En ce sens, il serait souhaitable que le statut soit éventuellement limité au temps de la création d’entreprise et du démarrage de l’activité, c'est-à-dire environ deux ans après l’inscription. C’est d’ailleurs ce que j’avais proposé dans un amendement lors de l'examen du texte.
Les premiers mois d’application de la LME ont au moins ce mérite de soulever, de manière générale, l’appétit des entrepreneurs pour des régimes et des démarches simples, pour une liberté accrue.
Il est primordial d’accorder une importance majeure à cette préoccupation : aujourd’hui, la tendance aux « parcours fléchés » de la création d’entreprise comme les délais d’instruction extrêmement longs pour les demandes d’aide publique en la matière, du type FISAC, par exemple, alourdissent la marche de notre économie et déroutent nombre d’entrepreneurs. Peut-être devrait-on envisager un relèvement du plafond de chiffre d’affaires pour l’obtention du statut d’auto-entrepreneur ?
En ce qui concerne l’urbanisme commercial, l’objectif du Gouvernement était clair : mettre en place de nouvelles règles du jeu dans la grande distribution pour augmenter la concurrence et défendre le pouvoir d’achat ; en d’autres termes, favoriser l’implantation du hard discount afin de concurrencer les grandes surfaces déjà implantées.
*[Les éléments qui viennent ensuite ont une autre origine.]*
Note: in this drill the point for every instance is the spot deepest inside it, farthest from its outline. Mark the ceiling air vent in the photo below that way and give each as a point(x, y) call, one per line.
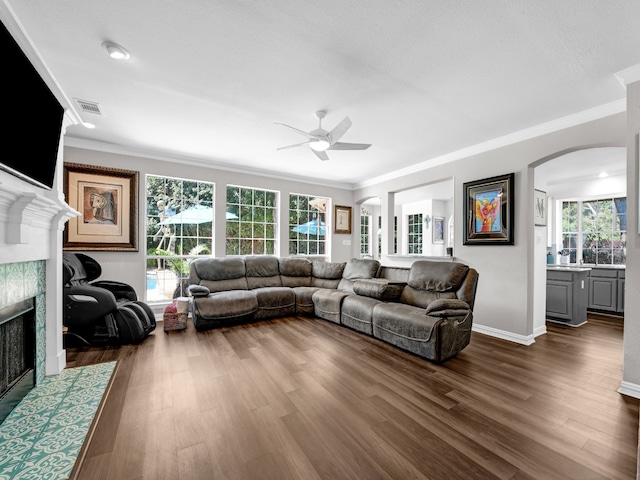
point(89, 107)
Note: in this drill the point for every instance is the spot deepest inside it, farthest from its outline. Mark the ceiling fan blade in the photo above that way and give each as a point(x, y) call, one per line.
point(339, 130)
point(296, 145)
point(306, 134)
point(349, 146)
point(321, 155)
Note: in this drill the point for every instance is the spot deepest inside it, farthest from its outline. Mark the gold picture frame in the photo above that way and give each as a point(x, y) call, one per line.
point(342, 216)
point(107, 199)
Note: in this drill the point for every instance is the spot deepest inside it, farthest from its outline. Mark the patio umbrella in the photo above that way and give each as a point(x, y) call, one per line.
point(310, 228)
point(193, 215)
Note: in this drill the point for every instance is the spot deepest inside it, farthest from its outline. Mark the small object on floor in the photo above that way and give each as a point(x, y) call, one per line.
point(175, 314)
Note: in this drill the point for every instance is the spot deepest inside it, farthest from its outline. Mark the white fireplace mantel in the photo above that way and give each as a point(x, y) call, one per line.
point(25, 212)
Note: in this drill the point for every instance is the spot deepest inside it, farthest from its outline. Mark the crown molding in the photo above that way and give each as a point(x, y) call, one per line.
point(628, 75)
point(153, 155)
point(579, 118)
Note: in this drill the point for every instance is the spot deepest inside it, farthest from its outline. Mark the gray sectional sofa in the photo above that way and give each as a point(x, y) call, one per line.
point(426, 309)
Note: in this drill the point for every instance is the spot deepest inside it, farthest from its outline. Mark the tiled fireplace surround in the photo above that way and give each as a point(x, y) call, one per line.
point(31, 223)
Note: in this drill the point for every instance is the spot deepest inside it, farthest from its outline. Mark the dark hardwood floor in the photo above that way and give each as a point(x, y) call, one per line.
point(301, 398)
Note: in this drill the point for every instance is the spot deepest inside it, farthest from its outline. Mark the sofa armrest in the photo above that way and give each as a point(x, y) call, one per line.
point(448, 308)
point(378, 288)
point(198, 291)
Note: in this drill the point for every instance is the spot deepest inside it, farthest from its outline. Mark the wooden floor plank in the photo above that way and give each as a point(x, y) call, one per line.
point(302, 398)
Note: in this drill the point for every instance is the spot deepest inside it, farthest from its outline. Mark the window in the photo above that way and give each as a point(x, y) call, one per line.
point(395, 234)
point(365, 234)
point(379, 237)
point(307, 228)
point(179, 224)
point(595, 230)
point(415, 234)
point(252, 221)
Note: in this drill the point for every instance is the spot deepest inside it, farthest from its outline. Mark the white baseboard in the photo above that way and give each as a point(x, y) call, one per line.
point(510, 336)
point(55, 364)
point(629, 389)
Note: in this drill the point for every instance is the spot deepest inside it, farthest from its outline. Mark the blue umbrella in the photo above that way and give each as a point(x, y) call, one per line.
point(194, 215)
point(310, 228)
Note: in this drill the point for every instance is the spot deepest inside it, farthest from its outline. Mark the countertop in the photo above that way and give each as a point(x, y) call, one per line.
point(586, 266)
point(569, 268)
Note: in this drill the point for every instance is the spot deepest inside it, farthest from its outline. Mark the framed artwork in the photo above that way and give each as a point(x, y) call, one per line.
point(438, 229)
point(488, 211)
point(107, 199)
point(540, 208)
point(342, 217)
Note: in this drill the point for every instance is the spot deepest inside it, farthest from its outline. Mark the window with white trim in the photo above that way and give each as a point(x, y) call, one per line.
point(252, 221)
point(307, 224)
point(414, 226)
point(179, 228)
point(595, 231)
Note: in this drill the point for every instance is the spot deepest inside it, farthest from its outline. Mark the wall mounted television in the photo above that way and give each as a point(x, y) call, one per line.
point(34, 120)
Les dispositions relatives au rôle des commissions départementales d’aménagement commercial ne semblent pas suffisantes, mais les instruments d’évaluation à cet égard n’existent toujours pas.
Quant à l’absence d’un urbanisme commercial réellement cohérent, elle relève d’une problématique à part entière. De ce point de vue, la proposition de loi relative à l’amélioration des qualités urbaines, architecturales et paysagères des entrées de villes, votée récemment par le Sénat, constitue l’ébauche d’une première réponse.
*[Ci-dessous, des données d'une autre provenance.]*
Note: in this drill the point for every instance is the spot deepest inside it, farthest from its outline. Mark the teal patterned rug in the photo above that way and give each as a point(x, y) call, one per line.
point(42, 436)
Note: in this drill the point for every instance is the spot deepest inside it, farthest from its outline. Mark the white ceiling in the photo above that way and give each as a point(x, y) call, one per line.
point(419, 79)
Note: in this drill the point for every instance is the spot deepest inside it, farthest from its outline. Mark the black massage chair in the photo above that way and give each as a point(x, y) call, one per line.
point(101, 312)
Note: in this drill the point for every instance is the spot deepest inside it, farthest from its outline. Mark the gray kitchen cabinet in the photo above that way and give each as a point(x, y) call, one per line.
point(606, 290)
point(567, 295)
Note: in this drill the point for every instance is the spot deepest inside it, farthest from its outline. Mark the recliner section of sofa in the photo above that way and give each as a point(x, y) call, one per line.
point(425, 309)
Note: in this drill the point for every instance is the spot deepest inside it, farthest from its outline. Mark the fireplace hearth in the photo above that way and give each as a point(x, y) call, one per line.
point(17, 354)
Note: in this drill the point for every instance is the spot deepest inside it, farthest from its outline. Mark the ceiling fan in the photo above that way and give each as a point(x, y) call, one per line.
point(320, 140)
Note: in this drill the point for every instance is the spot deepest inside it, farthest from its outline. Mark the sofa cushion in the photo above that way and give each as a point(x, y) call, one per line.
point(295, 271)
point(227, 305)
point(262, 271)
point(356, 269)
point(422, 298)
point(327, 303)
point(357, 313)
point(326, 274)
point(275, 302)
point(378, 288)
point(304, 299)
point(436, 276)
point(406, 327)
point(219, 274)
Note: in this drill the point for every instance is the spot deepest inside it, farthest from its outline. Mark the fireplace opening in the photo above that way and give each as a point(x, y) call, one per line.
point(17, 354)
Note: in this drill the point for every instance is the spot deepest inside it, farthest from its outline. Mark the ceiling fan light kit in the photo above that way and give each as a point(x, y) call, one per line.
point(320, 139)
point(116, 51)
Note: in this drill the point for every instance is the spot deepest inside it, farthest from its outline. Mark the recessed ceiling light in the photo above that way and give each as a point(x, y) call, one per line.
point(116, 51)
J’en viens à présent à la disposition qui concerne les relations commerciales, l’une des plus importantes de la LME dans la mesure où elle avait pour objectif de favoriser un environnement plus concurrentiel propre à redonner du pouvoir d’achat aux consommateurs.
Ma conviction n’a pas changé par rapport à ce que j’avais déclaré lors de la discussion générale du texte : quelle que soit la sophistication des dispositions législatives – conditions générales ou particulières de vente, sanction des abus dans les relations commerciales –, à partir du moment où les fournisseurs négocient avec cinq centrales d’achat hyperpuissantes, les relations sont structurellement déséquilibrées. Comme je l’avais souligné, « certaines dérives, bien connues, risquent de se poursuivre, le cas échéant, d’ailleurs, sous d’autres formes ».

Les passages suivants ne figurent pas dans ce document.